Pick the right lenses for better eye health

Pick the right lenses for better eye health

by Teo Kai Wen 25 Feb 2020

When choosing a new pair of glasses, many of us are inevitably drawn to the vast selection of frames on display, and end up paying less attention than we should to the most important component of any pair of spectacles: the lenses. But to the average Joe, making an informed choice can be tricky. So, what should you look out for when picking your lenses?

 

1. Index Of Refraction

The refractive index of an eyeglass lens material is a value that quantifies how efficiently it refracts light, which in turn depends on how quickly light can pass through it. The higher this value, the longer it takes for light to travel through the material, and the greater the refraction of light rays. That is to say, for a given eyeglass lens power, lens made with a material with a high refractive index will be thinner than lens made with a material with a lower refractive index.

 

2. Abbe Value

The Abbe value of a lens material is a measure of how widely it disperses the different wavelengths of light that pass through it.

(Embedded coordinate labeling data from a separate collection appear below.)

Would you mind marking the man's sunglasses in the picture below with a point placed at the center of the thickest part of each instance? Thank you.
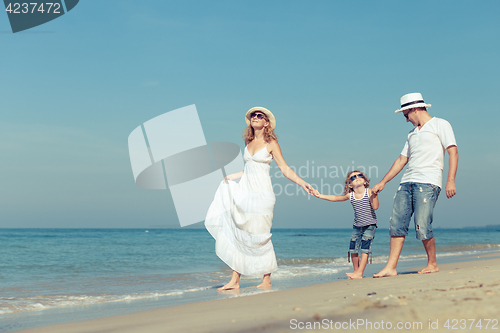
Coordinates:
(356, 176)
(258, 115)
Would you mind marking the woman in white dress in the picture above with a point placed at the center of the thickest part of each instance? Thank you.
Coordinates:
(241, 215)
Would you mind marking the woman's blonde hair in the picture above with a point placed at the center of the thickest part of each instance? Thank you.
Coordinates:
(347, 188)
(249, 133)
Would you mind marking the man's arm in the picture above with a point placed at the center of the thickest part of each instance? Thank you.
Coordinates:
(451, 189)
(398, 165)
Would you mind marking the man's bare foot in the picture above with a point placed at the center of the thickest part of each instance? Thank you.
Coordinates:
(386, 272)
(231, 285)
(265, 286)
(429, 269)
(354, 275)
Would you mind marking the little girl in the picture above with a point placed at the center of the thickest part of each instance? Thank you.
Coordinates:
(364, 202)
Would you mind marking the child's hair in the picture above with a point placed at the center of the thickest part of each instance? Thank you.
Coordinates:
(347, 188)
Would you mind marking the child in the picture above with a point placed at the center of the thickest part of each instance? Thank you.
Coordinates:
(364, 202)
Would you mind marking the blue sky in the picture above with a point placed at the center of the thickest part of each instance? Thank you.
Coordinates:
(332, 72)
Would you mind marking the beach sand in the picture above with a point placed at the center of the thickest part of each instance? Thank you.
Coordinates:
(460, 294)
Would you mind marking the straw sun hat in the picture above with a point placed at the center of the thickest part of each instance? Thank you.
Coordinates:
(270, 116)
(413, 100)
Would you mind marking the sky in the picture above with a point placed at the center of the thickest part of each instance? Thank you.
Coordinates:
(332, 72)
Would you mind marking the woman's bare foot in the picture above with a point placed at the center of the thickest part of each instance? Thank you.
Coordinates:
(386, 272)
(429, 269)
(230, 286)
(354, 275)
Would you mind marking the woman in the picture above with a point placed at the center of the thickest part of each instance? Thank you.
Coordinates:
(241, 215)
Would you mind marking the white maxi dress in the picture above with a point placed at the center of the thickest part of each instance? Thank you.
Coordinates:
(241, 216)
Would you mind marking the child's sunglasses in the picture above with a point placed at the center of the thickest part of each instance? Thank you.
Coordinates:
(258, 115)
(360, 175)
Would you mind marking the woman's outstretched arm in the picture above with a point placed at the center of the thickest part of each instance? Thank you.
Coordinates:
(275, 150)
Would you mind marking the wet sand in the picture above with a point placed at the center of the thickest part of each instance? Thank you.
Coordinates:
(458, 296)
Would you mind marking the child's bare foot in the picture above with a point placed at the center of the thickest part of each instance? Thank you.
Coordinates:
(354, 275)
(231, 285)
(429, 269)
(386, 272)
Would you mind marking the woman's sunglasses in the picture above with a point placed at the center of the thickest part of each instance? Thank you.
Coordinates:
(258, 115)
(360, 175)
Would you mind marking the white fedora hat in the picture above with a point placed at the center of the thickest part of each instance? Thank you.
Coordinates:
(413, 100)
(269, 115)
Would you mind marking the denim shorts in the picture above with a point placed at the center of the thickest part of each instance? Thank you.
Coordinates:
(414, 198)
(361, 239)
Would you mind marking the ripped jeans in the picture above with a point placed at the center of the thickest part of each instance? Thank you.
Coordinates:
(414, 198)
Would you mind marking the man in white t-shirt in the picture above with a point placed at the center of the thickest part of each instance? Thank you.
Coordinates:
(420, 186)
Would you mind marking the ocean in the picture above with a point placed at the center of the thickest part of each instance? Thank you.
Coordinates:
(50, 276)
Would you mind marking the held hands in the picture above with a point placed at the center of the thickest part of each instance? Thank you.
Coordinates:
(451, 189)
(308, 188)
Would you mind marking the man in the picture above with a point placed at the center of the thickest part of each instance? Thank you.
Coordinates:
(421, 182)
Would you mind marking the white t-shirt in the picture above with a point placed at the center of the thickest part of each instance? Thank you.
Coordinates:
(425, 151)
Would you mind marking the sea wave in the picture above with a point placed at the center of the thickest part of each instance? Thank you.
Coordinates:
(37, 303)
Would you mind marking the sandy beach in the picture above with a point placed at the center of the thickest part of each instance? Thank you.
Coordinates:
(462, 296)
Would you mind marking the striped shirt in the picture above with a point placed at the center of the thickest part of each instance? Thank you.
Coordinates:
(363, 211)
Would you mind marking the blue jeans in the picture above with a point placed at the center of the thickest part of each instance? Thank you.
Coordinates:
(414, 198)
(361, 239)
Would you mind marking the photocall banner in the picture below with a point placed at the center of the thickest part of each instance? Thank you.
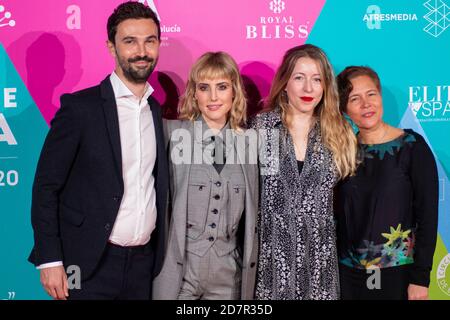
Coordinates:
(50, 47)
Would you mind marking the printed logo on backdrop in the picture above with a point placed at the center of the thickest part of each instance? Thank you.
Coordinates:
(166, 30)
(375, 19)
(277, 24)
(5, 18)
(443, 275)
(277, 6)
(438, 17)
(430, 103)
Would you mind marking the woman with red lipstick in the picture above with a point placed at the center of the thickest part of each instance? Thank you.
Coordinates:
(212, 244)
(307, 146)
(387, 213)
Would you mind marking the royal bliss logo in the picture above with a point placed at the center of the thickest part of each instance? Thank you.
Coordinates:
(277, 24)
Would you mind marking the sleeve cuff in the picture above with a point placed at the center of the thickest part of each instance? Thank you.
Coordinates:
(49, 265)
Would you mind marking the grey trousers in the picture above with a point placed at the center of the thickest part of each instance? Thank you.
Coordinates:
(212, 277)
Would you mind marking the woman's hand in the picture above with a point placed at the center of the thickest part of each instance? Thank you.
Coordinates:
(416, 292)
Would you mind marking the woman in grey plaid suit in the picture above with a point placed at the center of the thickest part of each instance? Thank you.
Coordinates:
(212, 245)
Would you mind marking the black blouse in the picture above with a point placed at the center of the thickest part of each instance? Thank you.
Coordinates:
(387, 213)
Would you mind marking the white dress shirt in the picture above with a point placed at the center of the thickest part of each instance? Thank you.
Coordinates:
(136, 218)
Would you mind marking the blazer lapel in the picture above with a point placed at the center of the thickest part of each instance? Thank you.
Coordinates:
(112, 123)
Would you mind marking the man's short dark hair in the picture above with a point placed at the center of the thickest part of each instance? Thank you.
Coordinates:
(130, 10)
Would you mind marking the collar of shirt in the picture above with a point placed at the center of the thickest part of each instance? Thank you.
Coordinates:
(207, 134)
(122, 91)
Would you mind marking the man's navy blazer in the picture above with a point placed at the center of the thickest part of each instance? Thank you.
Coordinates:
(78, 185)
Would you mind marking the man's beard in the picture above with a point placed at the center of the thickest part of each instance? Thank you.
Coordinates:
(137, 75)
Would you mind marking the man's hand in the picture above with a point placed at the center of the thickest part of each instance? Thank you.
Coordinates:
(54, 281)
(416, 292)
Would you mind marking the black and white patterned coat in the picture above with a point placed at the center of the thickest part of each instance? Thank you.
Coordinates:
(298, 258)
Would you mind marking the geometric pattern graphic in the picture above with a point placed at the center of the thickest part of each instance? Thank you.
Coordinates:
(18, 278)
(400, 109)
(438, 17)
(277, 6)
(7, 15)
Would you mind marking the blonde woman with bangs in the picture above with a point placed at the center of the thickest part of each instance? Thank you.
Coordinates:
(309, 146)
(212, 245)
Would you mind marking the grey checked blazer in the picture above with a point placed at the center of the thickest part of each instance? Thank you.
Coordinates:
(167, 285)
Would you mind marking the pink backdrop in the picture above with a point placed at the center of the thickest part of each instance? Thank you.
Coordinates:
(53, 57)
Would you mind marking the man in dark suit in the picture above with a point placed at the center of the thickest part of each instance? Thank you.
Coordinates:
(100, 190)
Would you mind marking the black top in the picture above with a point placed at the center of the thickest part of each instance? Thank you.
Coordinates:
(387, 213)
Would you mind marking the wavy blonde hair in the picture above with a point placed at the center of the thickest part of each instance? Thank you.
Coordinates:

Low Abbe values mean high dispersion, which could result in chromatic aberration, an optical error wherein coloured halos are perceptible around objects, particularly lights. When present, chromatic aberration tends to be most noticeable at the periphery of eyeglass lenses.

 

3. Aspheric Design

Aspheric designs, where lenses are designed to have a gradual curvature, allow for flatter curves without compromising optical performance. These designs also reduce unwanted magnification of the wearer's eyes, so that the wearer’s outward appearance is not negatively affected. In some cases, aspheric designs can also improve the clarity of the wearer's peripheral vision.

 

In addition to these factors, choosing the type of coating for your lenses – be it anti-scratch, UV-blocking or photochromic – can be just as important. When in doubt as to how to choose lenses most appropriate for your needs, don’t hesitate to consult your local eye doctor or optometrist!